Définition — Restriction et prolongement
Soit \(f : E \to F\) une application.
  • Pour \(A \subset E\), la restriction de \(f\) à \(A\) est l'application \(f|_A : A \to F\) définie par \(f|_A(x) = f(x)\) pour tout \(x \in A\). La restriction réduit l'ensemble de départ.

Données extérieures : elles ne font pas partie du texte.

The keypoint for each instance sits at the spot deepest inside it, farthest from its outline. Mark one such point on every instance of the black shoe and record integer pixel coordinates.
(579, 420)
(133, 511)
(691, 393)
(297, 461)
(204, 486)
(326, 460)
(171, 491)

  • Réciproquement, un prolongement de \(f\) à un sur-ensemble \(E_1 \supset E\) est toute application \(g : E_1 \to F\) telle que \(g(x) = f(x)\) pour tout \(x \in E\). Le prolongement agrandit l'ensemble de départ. Un prolongement existe dès que \(F \ne \emptyset\) (on attribue à chaque nouveau point une valeur quelconque de \(F\)) ; une application admet plusieurs prolongements précisément lorsque l'ensemble de départ agrandi est strictement plus grand (\(E_1 \supsetneq E\)) et que l'ensemble d'arrivée possède au moins deux éléments (\(|F| \ge 2\)), car les points de \(E_1 \setminus E\) peuvent alors être envoyés sur des images différentes. En revanche, la restriction à une partie \(A\) donnée est toujours unique.
Exemple
La fonction carré \(f : \mathbb{R} \to \mathbb{R}_+, \ x \mapsto x^2\) admet la restriction \(f|_{\mathbb{R}_+} : \mathbb{R}_+ \to \mathbb{R}_+, \ x \mapsto x^2\). La restriction est croissante sur son domaine, ce qui n'est pas le cas de \(f\). Inversement, l'application \(g : \mathbb{R} \to \mathbb{R}_+, \ x \mapsto x^2\) est un prolongement de \(f|_{\mathbb{R}_+}\) : elle a le même ensemble d'arrivée \(\mathbb{R}_+\) et vérifie \(g|_{\mathbb{R}_+} = f|_{\mathbb{R}_+}\). Le prolongement n'est pas unique : toute application \(h : \mathbb{R} \to \mathbb{R}_+\) qui coïncide avec \(x \mapsto x^2\) sur \(\mathbb{R}_+\) --- par exemple \(h(x) = x^2\) pour \(x \ge 0\) et \(h(x) = 0\) pour \(x < 0\) --- est aussi un prolongement de \(f|_{\mathbb{R}_+}\).
Compétences à pratiquer
  • Calculer des restrictions
I.3 Fonction indicatrice
Définition — Fonction indicatrice
Soient \(E\) un ensemble et \(A \subset E\). La fonction indicatrice de \(A\) (ou fonction caractéristique) est l'application \(\mathbf{1}_A : E \to \{0, 1\}\) définie par $$ \mathbf{1}_A(x) = \begin{cases} 1 & \text{si } x \in A, \\ 0 & \text{si } x \notin A. \end{cases} $$ Connaître \(A\) et connaître \(\mathbf{1}_A\), c'est la même chose : la partie \(A\) se retrouve par \(A = \{x \in E \ \mid \ \mathbf{1}_A(x) = 1\}\). L'application \(A \mapsto \mathbf{1}_A\) est une correspondance un-à-un entre \(\mathcal{P}(E)\) et \(\{0, 1\}^E\).
Exemple
Sur la droite réelle, le graphe d'une fonction indicatrice est une fonction en escalier : elle saute à \(1\) au-dessus de \(A\), et vaut \(0\) partout ailleurs. Pour \(E = \mathbb{R}\) et \(A = [1, 2] \cup [3, 4]\) :
La partie \(A\) est « peinte » en dessous : au-dessus de \(A\) l'indicatrice vaut \(1\), ailleurs elle vaut \(0\). L'ensemble est encodé par la fonction et la fonction par l'ensemble.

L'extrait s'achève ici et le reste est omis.